Rane group of companies was founded by Shri T. R. Ganapathy Iyer in the year 1929 and the group was originally named as Rane Madras (Ltd). It started off as a distributor of automobiles and parts. After his death, the business was taken over by his son-in-law Lakshmana Iyer Lakshminarayan, popularly known as LLN, among friends and business circles. Under the leadership of LLN, the company was shaped into an auto-component business house. LLN remained as the founder chairman of the group for over three decades.

- Early History
The company was incorporated in 1954 in Chennai. The main objective of the company is to manufacture of valves for internal combustion engines and ATE valves for Mercedes-Benz. It started with a technical collaboration with Farnborough Engineering Company Ltd. that lasted for over a decade till 1973. The valves are to be marketed under the trade name "EVL". In 1959, it established the first IC engines valve plant in chennai. In the year 1973, the company entered into a technical collaboration agreement with Kar Valves Ltd. (formerly Cochin State Power & Light Corpn. Ltd.), for the export of technical know-how and assistance for the manufacture of valves for internal combustion engines.

- Recent
Rane Engine Valve Limited was formed after Engine Valves Limited (EVL) was merged with its 100% subsidiary Engine Components Ltd (ECL) in the year 1999. The reverse merger, effective from FY99 is expected to benefit the new entity, reducing its tax liability, because of the carry forward losses of ECL. Rane Engine Valve Limited now has a more diversified product portfolio, absorbing the products of the 2 merging companies. It manufactured guides for internal combustion engines, engine camshafts and tappets, all catering to the automobile industry. The company is the largest manufacturer of engine valves in India with an 85% market share. The company was taken over by RANE HOLDINGS LIMITED and it was delisted from Bombay Stock Exchange on 15 February 2008.

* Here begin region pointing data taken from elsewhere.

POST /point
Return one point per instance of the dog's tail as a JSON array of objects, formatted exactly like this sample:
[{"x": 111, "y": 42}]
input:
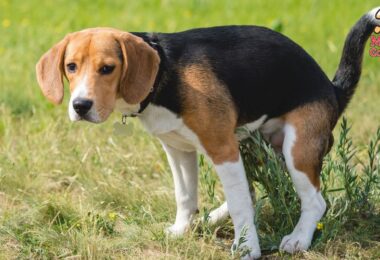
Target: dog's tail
[{"x": 348, "y": 74}]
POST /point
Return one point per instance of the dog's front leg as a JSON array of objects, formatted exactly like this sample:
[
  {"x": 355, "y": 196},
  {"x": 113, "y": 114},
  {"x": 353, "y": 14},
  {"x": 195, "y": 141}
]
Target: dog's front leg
[
  {"x": 184, "y": 168},
  {"x": 235, "y": 185}
]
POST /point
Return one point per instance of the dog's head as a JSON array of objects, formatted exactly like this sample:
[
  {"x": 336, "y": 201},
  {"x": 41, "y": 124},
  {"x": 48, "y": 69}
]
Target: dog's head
[{"x": 101, "y": 65}]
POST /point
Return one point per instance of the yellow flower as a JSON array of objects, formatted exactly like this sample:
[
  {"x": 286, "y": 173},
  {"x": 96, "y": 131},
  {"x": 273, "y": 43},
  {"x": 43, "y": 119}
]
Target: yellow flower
[
  {"x": 320, "y": 226},
  {"x": 112, "y": 216},
  {"x": 6, "y": 23}
]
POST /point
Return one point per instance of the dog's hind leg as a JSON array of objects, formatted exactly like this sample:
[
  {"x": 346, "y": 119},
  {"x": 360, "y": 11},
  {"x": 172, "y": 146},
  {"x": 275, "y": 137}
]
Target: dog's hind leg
[{"x": 307, "y": 134}]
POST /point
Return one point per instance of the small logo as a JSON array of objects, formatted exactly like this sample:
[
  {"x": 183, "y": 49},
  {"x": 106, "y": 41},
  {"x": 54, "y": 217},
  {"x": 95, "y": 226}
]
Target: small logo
[{"x": 374, "y": 51}]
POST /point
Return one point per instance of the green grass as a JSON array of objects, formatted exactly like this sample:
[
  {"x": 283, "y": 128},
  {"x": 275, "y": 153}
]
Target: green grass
[{"x": 78, "y": 190}]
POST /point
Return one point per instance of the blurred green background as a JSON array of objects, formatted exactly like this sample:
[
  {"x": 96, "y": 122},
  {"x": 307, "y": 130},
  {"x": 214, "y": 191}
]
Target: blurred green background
[{"x": 53, "y": 169}]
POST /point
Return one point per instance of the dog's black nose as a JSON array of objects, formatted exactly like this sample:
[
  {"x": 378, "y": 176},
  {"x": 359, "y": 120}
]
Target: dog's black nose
[{"x": 82, "y": 105}]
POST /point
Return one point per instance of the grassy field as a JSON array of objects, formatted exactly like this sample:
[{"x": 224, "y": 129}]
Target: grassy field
[{"x": 79, "y": 191}]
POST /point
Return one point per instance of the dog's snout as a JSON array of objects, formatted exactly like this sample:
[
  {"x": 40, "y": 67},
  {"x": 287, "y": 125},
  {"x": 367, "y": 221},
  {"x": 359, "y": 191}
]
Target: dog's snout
[{"x": 82, "y": 105}]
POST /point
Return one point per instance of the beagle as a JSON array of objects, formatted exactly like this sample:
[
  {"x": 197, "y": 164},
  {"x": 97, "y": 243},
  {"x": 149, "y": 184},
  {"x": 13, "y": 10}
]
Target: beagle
[{"x": 193, "y": 89}]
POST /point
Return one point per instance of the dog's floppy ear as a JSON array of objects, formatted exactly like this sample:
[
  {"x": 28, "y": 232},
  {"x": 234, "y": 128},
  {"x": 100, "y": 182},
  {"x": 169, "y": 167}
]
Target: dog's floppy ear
[
  {"x": 140, "y": 67},
  {"x": 49, "y": 70}
]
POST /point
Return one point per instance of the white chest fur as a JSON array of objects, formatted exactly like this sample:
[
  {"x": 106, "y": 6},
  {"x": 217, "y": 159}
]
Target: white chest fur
[{"x": 165, "y": 125}]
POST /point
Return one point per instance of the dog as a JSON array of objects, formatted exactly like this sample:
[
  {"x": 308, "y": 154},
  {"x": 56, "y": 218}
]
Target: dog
[{"x": 194, "y": 89}]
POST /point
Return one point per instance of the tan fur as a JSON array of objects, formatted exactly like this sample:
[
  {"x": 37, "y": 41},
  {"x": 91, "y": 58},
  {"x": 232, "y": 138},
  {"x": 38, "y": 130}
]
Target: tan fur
[
  {"x": 209, "y": 112},
  {"x": 49, "y": 70},
  {"x": 140, "y": 70},
  {"x": 313, "y": 125},
  {"x": 91, "y": 49}
]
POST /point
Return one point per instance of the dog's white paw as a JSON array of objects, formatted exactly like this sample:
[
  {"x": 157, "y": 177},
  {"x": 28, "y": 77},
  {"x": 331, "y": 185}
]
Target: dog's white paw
[
  {"x": 246, "y": 252},
  {"x": 177, "y": 230},
  {"x": 295, "y": 242}
]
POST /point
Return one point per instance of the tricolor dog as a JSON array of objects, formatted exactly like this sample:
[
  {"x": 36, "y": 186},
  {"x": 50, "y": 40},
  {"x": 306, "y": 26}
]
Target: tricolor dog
[{"x": 193, "y": 89}]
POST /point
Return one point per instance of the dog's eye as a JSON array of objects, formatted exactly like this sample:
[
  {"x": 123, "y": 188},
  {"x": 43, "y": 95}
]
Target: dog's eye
[
  {"x": 106, "y": 69},
  {"x": 71, "y": 67}
]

Today, the company has five plants. The plants in Alandur (Chennai), Medchal (Hyderabad), Aziz Nagar (Hyderabad) and Trichy are involved in the manufacture of Engine Valves and the plant in Ponneri (Chennai)is involved in the manufacture of Guides and Tappets.

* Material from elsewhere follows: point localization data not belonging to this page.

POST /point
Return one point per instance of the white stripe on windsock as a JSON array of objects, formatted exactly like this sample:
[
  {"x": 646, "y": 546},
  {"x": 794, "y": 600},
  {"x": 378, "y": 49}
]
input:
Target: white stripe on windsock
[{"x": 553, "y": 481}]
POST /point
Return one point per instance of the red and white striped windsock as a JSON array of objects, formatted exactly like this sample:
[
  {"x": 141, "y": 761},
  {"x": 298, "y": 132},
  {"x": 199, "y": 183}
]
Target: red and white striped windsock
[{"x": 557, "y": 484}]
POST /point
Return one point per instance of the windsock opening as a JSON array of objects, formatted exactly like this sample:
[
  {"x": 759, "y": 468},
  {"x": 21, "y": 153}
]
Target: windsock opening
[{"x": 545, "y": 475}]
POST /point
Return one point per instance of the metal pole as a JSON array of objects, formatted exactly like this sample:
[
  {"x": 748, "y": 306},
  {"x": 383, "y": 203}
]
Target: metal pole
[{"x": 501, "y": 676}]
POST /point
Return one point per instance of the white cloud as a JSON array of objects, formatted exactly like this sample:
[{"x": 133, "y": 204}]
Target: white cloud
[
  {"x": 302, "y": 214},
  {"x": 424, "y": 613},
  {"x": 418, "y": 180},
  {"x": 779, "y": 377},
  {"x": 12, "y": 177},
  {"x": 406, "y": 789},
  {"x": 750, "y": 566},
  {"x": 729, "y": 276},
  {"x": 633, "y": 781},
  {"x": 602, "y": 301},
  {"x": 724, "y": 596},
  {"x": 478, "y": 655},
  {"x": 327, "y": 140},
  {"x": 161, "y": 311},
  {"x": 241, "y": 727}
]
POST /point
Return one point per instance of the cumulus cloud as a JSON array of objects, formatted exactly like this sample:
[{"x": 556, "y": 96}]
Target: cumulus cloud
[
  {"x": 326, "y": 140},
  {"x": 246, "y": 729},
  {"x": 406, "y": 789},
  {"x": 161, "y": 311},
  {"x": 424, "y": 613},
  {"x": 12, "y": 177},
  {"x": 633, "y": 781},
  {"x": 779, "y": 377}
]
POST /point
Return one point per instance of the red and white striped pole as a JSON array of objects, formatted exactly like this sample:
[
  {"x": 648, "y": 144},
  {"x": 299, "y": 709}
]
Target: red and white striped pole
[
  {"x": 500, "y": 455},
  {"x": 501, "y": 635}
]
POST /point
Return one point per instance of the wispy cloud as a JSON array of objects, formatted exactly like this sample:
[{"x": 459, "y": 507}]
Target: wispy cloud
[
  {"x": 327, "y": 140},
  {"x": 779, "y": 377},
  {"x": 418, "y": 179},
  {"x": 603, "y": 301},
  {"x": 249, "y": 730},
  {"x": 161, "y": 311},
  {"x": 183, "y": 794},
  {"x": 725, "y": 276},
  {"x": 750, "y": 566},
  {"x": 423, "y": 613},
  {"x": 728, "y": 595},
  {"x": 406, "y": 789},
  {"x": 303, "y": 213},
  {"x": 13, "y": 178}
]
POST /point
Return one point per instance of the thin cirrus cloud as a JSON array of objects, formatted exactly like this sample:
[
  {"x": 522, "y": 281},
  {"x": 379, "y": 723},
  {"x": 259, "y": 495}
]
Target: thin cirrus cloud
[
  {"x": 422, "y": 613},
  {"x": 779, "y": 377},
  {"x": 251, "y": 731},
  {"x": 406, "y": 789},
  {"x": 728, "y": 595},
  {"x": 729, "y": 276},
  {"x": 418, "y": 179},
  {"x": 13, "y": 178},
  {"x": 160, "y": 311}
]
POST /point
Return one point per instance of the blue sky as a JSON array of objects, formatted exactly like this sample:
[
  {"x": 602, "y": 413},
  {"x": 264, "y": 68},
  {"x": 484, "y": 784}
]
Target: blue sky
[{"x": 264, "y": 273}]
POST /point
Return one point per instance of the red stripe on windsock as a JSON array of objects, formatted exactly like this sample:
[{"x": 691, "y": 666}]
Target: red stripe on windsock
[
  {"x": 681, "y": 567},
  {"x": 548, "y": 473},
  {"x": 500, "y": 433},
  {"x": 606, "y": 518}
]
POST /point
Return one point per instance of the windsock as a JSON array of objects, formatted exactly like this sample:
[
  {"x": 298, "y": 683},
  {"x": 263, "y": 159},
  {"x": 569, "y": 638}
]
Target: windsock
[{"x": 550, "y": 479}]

==Awards and recognition==

- The company was awarded ISO 14001 certification from RWTUV, Germany, for its environment management policy and systems in all its five manufacturing locations in the year 2002.
- The company received the QS 9000 certification from RWTUV, Germany in 2000.
- It also has ISO/TS 16949-2002 and ISO/TS 16949:2009 awarded during the years 2004 and 2010 respectively.
- Wins the Volkswagen Group Best Supplier Award for 2008.
- Awarded the Best in Class Performance in Quality PPM award by Ashok Leyland during the year 2010–11
- Awarded Pancharatna Award for Best Supply Chain Management by Mahindra and Mahindra (2010–11)
- The company received the `Best Supplier Award' from Deutz AG of Germany.